Two paths to choose from
The first thing payroll pros should do is to find out if the state (or states) they’re in have made the changes to avoid imputed income. If not, there is a fork in the road in front of you, and you’ll need to decide which path to take. One, you can wait and see whether your state will adopt the federal provision. Or two, you put things in motion now to ward off problems if that does not occur.
“A lot of the companies we talk to have decided they are going to take a ‘wait and see’ approach,” Benz says. “Right now we think that’s probably okay for most companies because it may be that in the next few months we’ll see the majority of states fix this issue, and it will just go away. But it is certainly something that should be on the radar of benefits and payroll people.”
If you decide to address this issue head-on, Benz believes you should address it only with the group of people directly affected. “It isn’t a significant amount of money that’s going to be taxable in most cases,” she says, “and state taxes are generally not very high to begin with. I don’t think it will make people upset, but I think it will be confusing and frustrating. So the way we have suggested communicating it is not to do a broad communication to all employees. That’s just going to be confusing for most people.
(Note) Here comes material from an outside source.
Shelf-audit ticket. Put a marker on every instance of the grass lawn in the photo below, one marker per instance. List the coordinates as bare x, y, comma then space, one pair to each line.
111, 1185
“Instead, find the people who are affected and address communications to them, so they understand what’s going on. Make sure your team understands the issue, and can make sure they’re addressing it effectively on the W-2s and so forth. That is still an open issue; I’m not sure that many companies have figured out how to effectively address it.”
Benz reports that the Silicon Valley Employer’s Forum, a business group concerned with health matters, asked her company to develop a toolkit to help their members facing this situation. As it happens, California recently adopted the federal regulations, rendering it a non-issue there. But the toolkit – available on Benz’ website, www.benzcommunications.com, – is a way companies in the states that will face imputed income issues can prepare. The toolkit includes a checklist that walks companies through many of the issues surrounding adult dependents, Benz says, not just imputed income. For example, it reminds benefits professionals to review all benefit documents for references to dependent eligibility age.
“Something as simple as going through all the documentation, all the communications, all the websites that mention eligibility can be a bit of an undertaking for a large organization,” Benz says. The checklist serves to remind communicators about rocks they may need to turn over.
Watch for unexpected communication issues ahead
Benz offers some advice for HR staff as we all move forward with healthcare reform. “This issue is just one example of the kind of unintended complexity of something that seems simple on the surface. Benefits and HR managers need to take a really thorough look at all the changes coming up in healthcare reform, and make sure they’re thinking through the communications and administrative challenges.
“There is a lot we know, but a lot we don’t know about how things are going to change in the next few years. So having a really solid communications plan in place is going to be key for all of that.”